Regulations Gulf and Atlantic State Waters
Minimum Size Limit: 14″ total length
Daily Bag Limit: 5 per person
Seasonal Closure: Closed annually from Oct. 15 through Nov. 30.
- Legal Gear: spears, gigs, hook and line, seine, cast net
- Illegal Gear: harvest prohibited by or with the use of any multiple hook in conjunction with live or dead natural bait; snatching prohibited
Flounder regulations are for state and federal waters off Florida.
*Note – Regulations on this page apply to Gulf flounder, Southern flounder, summer flounder and fringed flounder.

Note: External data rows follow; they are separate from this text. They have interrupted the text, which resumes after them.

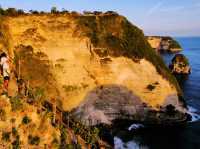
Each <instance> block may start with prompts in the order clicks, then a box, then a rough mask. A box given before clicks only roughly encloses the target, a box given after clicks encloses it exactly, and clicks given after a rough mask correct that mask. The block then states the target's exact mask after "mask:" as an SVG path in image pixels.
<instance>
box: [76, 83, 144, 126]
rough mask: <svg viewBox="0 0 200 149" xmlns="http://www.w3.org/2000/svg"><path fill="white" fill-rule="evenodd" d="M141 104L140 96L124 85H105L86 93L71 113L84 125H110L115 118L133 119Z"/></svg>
mask: <svg viewBox="0 0 200 149" xmlns="http://www.w3.org/2000/svg"><path fill="white" fill-rule="evenodd" d="M142 105H143V104H142V102H141V100H140V98H139V97H137V96H136V95H135V94H134V93H133V92H132V91H130V90H128V89H127V88H126V87H123V86H118V85H106V86H100V87H97V88H96V89H94V90H93V91H91V92H90V93H88V95H87V96H86V98H85V100H84V101H83V103H82V104H81V105H80V106H79V107H78V108H76V109H75V110H73V112H72V114H73V116H74V117H76V118H78V120H80V121H82V122H84V123H85V124H86V125H98V124H99V123H104V124H109V125H111V124H112V121H113V120H115V119H133V118H134V116H135V114H136V113H137V114H138V113H139V109H140V107H142Z"/></svg>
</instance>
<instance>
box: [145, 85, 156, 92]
mask: <svg viewBox="0 0 200 149" xmlns="http://www.w3.org/2000/svg"><path fill="white" fill-rule="evenodd" d="M155 88H156V87H155V86H154V85H152V84H149V85H147V89H148V90H150V91H153V90H154V89H155Z"/></svg>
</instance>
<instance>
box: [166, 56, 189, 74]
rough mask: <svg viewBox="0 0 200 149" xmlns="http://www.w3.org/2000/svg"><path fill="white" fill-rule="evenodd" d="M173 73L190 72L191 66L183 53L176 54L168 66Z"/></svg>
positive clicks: (188, 61)
mask: <svg viewBox="0 0 200 149" xmlns="http://www.w3.org/2000/svg"><path fill="white" fill-rule="evenodd" d="M169 68H170V69H171V71H172V73H174V74H190V73H191V67H190V65H189V61H188V59H187V58H186V57H185V56H184V55H183V54H176V55H175V56H174V58H173V59H172V62H171V64H170V66H169Z"/></svg>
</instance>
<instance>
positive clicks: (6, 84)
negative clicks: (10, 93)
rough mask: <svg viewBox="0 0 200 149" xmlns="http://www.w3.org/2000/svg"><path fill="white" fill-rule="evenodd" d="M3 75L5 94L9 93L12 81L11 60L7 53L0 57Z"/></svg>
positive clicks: (3, 85) (2, 73)
mask: <svg viewBox="0 0 200 149" xmlns="http://www.w3.org/2000/svg"><path fill="white" fill-rule="evenodd" d="M0 65H1V73H2V76H3V79H4V82H3V90H4V91H3V92H4V93H8V83H9V80H10V60H9V58H8V56H7V54H6V53H5V52H3V53H2V54H1V55H0Z"/></svg>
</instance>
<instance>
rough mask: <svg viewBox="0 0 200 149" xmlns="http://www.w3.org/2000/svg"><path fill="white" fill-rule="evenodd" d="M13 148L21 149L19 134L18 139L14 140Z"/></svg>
mask: <svg viewBox="0 0 200 149" xmlns="http://www.w3.org/2000/svg"><path fill="white" fill-rule="evenodd" d="M12 149H21V147H20V139H19V136H17V137H16V140H15V141H13V142H12Z"/></svg>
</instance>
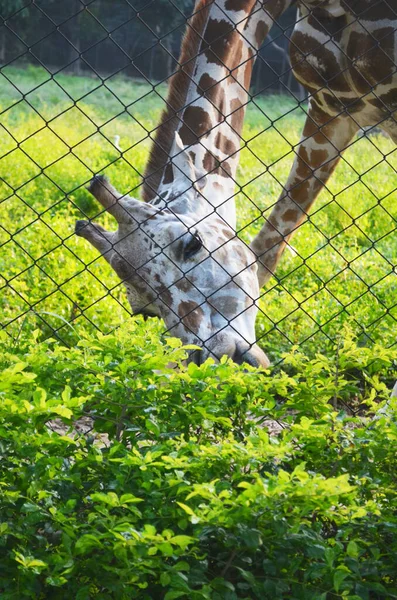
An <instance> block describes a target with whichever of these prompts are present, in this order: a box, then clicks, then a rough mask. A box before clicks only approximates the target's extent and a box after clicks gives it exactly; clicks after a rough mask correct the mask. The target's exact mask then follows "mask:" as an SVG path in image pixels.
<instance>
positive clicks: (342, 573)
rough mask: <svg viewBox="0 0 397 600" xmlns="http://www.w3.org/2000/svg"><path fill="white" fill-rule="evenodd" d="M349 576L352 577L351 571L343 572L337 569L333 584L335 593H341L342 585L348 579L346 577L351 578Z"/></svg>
mask: <svg viewBox="0 0 397 600" xmlns="http://www.w3.org/2000/svg"><path fill="white" fill-rule="evenodd" d="M349 575H350V571H347V570H345V569H343V570H342V569H337V570H336V571H335V573H334V579H333V583H334V588H335V591H336V592H337V593H338V592H339V589H340V585H341V583H342V582H343V581H344V580H345V579H346V577H349Z"/></svg>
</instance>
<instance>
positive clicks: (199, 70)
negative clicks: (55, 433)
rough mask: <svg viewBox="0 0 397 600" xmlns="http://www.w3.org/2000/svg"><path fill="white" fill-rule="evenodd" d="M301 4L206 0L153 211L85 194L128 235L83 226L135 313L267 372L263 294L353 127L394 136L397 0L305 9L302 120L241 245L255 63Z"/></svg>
mask: <svg viewBox="0 0 397 600" xmlns="http://www.w3.org/2000/svg"><path fill="white" fill-rule="evenodd" d="M292 3H293V0H265V1H258V0H215V1H214V0H198V2H197V3H196V7H195V14H194V16H193V17H192V18H191V19H190V21H189V23H188V29H187V33H186V36H185V38H184V41H183V44H182V53H181V57H180V60H179V63H180V68H179V69H178V71H177V72H176V74H175V75H174V77H173V78H172V81H171V84H170V91H169V95H168V99H167V109H166V110H165V112H164V114H163V116H162V119H161V122H160V125H159V127H158V128H157V132H156V134H155V136H154V140H153V146H152V150H151V153H150V156H149V160H148V164H147V169H146V172H145V178H144V185H143V199H144V200H145V202H141V201H139V200H137V199H135V198H131V197H130V196H126V195H123V194H121V193H120V192H118V191H117V190H115V188H113V186H111V185H110V183H109V182H108V181H107V180H106V179H104V178H103V177H95V178H94V179H93V181H92V183H91V185H90V188H89V189H90V191H91V192H92V193H93V195H94V196H95V197H96V199H97V200H98V201H99V202H100V203H101V204H102V206H103V207H104V209H105V210H107V211H109V212H110V213H111V214H112V215H113V216H114V217H115V219H116V220H117V222H118V225H119V228H118V230H117V231H116V232H107V231H105V230H104V229H103V228H101V227H100V226H98V225H96V224H95V223H92V222H87V221H78V222H77V224H76V233H77V234H78V235H79V236H81V237H84V238H85V239H87V240H88V241H89V242H90V243H91V244H92V245H94V246H95V247H96V248H97V249H98V250H99V252H100V253H101V254H102V255H103V256H104V258H105V259H106V260H107V261H108V262H109V263H110V265H111V266H112V267H113V269H114V270H115V271H116V273H117V274H118V275H119V277H120V278H121V279H122V281H123V283H124V285H125V287H126V289H127V296H128V299H129V302H130V304H131V307H132V310H133V312H142V313H144V314H146V315H149V316H160V317H162V318H163V319H164V321H165V323H166V326H167V329H168V330H169V331H170V332H171V333H172V334H173V335H176V336H178V337H180V338H181V339H182V341H183V342H184V343H187V344H196V345H198V346H199V347H200V348H201V351H193V352H191V354H190V357H189V360H193V361H194V362H197V363H198V364H199V363H200V362H201V361H203V360H205V359H206V358H207V357H208V356H211V357H213V358H215V359H219V358H220V357H221V356H222V355H224V354H226V355H227V356H229V357H231V358H232V359H233V360H234V361H236V362H238V363H241V362H247V363H249V364H251V365H253V366H261V367H266V366H268V364H269V361H268V358H267V356H266V355H265V354H264V352H263V351H262V350H261V349H260V348H259V347H258V345H257V344H256V343H255V319H256V314H257V300H258V297H259V294H260V288H261V287H262V286H263V285H264V284H265V283H266V281H267V280H268V279H269V278H270V276H271V275H272V274H273V273H274V270H275V268H276V266H277V264H278V262H279V260H280V258H281V255H282V253H283V251H284V249H285V246H286V244H287V243H288V240H289V239H290V237H291V235H292V234H293V233H294V232H295V230H296V229H297V228H298V227H299V225H300V224H301V223H302V221H303V219H304V218H305V217H306V215H307V213H308V210H309V209H310V206H311V205H312V204H313V202H314V200H315V198H316V197H317V195H318V193H319V191H320V190H321V188H322V186H324V185H325V184H326V181H327V180H328V178H329V176H330V175H331V173H332V171H333V169H334V168H335V166H336V164H337V162H338V160H339V158H340V153H341V152H342V151H343V150H344V149H345V148H346V146H347V145H348V144H349V142H350V140H351V139H352V137H353V136H354V134H355V132H356V131H357V130H358V129H359V128H360V127H363V126H368V125H371V124H375V123H376V124H378V123H379V124H380V125H381V126H382V127H384V128H385V129H386V131H387V132H388V133H389V134H390V135H391V136H392V137H394V139H396V140H397V132H396V130H395V124H394V121H393V106H394V102H396V101H397V95H396V94H397V92H395V91H394V90H395V73H394V70H395V68H394V63H395V59H394V29H395V28H393V23H394V21H395V20H396V16H395V13H394V11H393V9H392V8H391V7H390V5H392V4H393V5H397V2H396V0H389V2H386V0H384V1H383V0H381V1H380V2H376V3H375V4H376V10H375V8H374V6H373V4H374V3H373V2H372V1H371V0H360V1H359V0H305V2H303V1H302V2H298V8H299V14H298V19H297V24H296V27H295V29H294V32H293V34H292V38H291V61H292V65H293V68H294V72H295V75H296V77H297V78H298V80H299V81H300V82H301V83H302V84H303V85H305V86H306V88H307V89H308V90H309V91H310V93H311V97H310V102H309V107H308V111H307V119H306V123H305V126H304V129H303V134H302V138H301V142H300V144H299V146H298V149H297V152H296V157H295V160H294V164H293V166H292V170H291V173H290V176H289V178H288V181H287V183H286V185H285V188H284V190H283V192H282V194H281V195H280V197H279V199H278V200H277V202H276V204H275V205H274V208H273V210H272V212H271V214H270V216H269V218H268V219H266V220H265V222H264V224H263V227H262V229H261V231H260V232H259V234H258V235H257V236H256V237H255V238H254V240H253V241H252V243H251V244H250V246H249V247H248V246H247V245H246V244H245V243H244V242H243V241H242V240H240V239H239V238H238V236H237V235H236V232H235V221H236V215H235V207H234V180H235V174H236V169H237V164H238V152H239V148H240V137H241V130H242V125H243V120H244V113H245V106H246V103H247V93H248V88H249V84H250V79H251V74H252V67H253V63H254V59H255V54H256V53H257V50H258V48H259V46H260V45H261V43H262V42H263V40H264V39H265V37H266V35H267V33H268V32H269V30H270V28H271V26H272V24H273V22H274V21H275V20H276V19H277V18H278V17H279V16H280V15H281V14H282V13H283V12H284V11H285V10H286V9H287V8H288V7H289V6H290V5H291V4H292ZM357 11H360V14H358V12H357ZM358 17H360V18H358Z"/></svg>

Catching Gulf flounder in Florida requires some specific techniques and knowledge of their habitat and behavior. Here are the steps to help you catch Gulf flounder:
1. Know the habitat: Gulf flounder are flatfish that inhabit sandy and muddy seabeds in shallow estuaries, bays, and nearshore areas. Look for areas with sandy bottoms, with seagrass beds or structures nearby, as these are prime locations for flounder.
2. Equipment and bait: Use a medium to light-action spinning rod and reel combo, preferably with a 7 to 8-foot rod for longer casts. Spool your reel with a 10 to 12-pound monofilament or fluorocarbon fishing line. For bait, use live or dead shrimp, small finger mullet, mud minnows, or small fish-shaped soft plastic lures in natural colors.
3. Fishing technique: Start by casting your bait or lure towards the sandy or muddy bottoms, close to structures like rocks, docks, or pilings, where flounder like to hide and ambush prey. Allow your bait or lure to sink to the bottom, and then slowly retrieve it, keeping contact with the bottom.
4. Be patient and observant: Flounder are master camouflagers, and they often bury themselves in the sand while waiting for prey. Watch for signs of movement or any slight depressions where the fish might be hiding. Flounder tend to bite softly, so be ready to detect subtle bites and set the hook quickly.
5. Use the right hook and rig: To ensure a good hookup rate, use a small size 1/0 or 2/0 circle hook, which will increase your chances of hooking the flounder in the corner of the mouth. Tie your hook to a short leader of about 12 to 18 inches, using a Carolina rig or a fish-finder rig with a sliding sinker.
6. Time your fishing: Gulf flounder are more active during incoming and outgoing tides, especially during the first few hours of each tide change. Plan your fishing excursion accordingly, and keep in mind that flounder tend to be more active during the cooler months, from late fall through early spring.
7. Follow regulations: Make sure to check the Florida Fish and Wildlife Conservation Commission’s regulations and bag limits for Gulf flounder before you go fishing. Adhere to the size and possession limits, as well as any seasonal closures in specific areas.
Remember to always practice responsible catch-and-release when necessary, and have the required fishing license for fishing in Florida.
Special regulations apply for this species when fishing in Biscayne National Park.